Auth token lifecycle

import { credentials } from 'veloxkit'
 
// On login:
async function onLogin(username: string, password: string) {
  const { token } = await fetch('/api/login', {
    method: 'POST',
    body: JSON.stringify({ username, password }),
    headers: { 'Content-Type': 'application/json' },
  }).then(r => r.json())
 
  await credentials.set('session_token', token)
}
 
// On app start:
async function checkAuth() {
  const token = await credentials.get('session_token')
  if (token) {
    // Already logged in — use token for API calls
    return token
  }
  // No token — show login screen
  return null
}
 
// On logout:
async function onLogout() {
  await credentials.delete('session_token')
}

Storing JSON (API keys, config)

// Store a complex object
await credentials.set('llm_config', JSON.stringify({
  provider: 'openai',
  apiKey:   'sk-...',
  model:    'gpt-4o',
}))
 
// Retrieve and parse
const rawConfig = await credentials.get('llm_config')
const config = rawConfig ? JSON.parse(rawConfig) : null

Per-service namespacing

Use the service option when your app interacts with multiple third-party services:

await credentials.set('token', githubToken,  { service: 'github' })
await credentials.set('token', slackToken,   { service: 'slack' })
await credentials.set('token', notionToken,  { service: 'notion' })
 
// Each service has its own isolated namespace
const gh = await credentials.get('token', { service: 'github' })

Security notes

⚠️

Do not store secrets in:

  • The app's SQLite database (readable by anyone with filesystem access)
  • veloxkit.config.json or any file bundled with the app
  • Environment variables (visible in process listings)

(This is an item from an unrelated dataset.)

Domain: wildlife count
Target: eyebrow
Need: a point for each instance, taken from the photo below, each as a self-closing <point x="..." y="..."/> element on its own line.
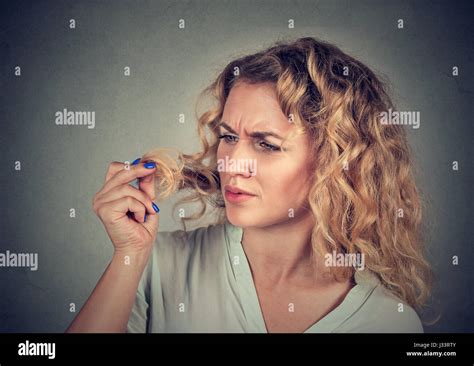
<point x="256" y="134"/>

Use credentials for runtime secrets (tokens, API keys the user provides). For build-time secrets that your backend needs, use a backend proxy instead of embedding them in the binary.

On Linux, Secret Service requires a running secrets daemon (GNOME Keyring or KWallet). On headless servers, this API may fail — handle rejections gracefully and fall back to a prompt.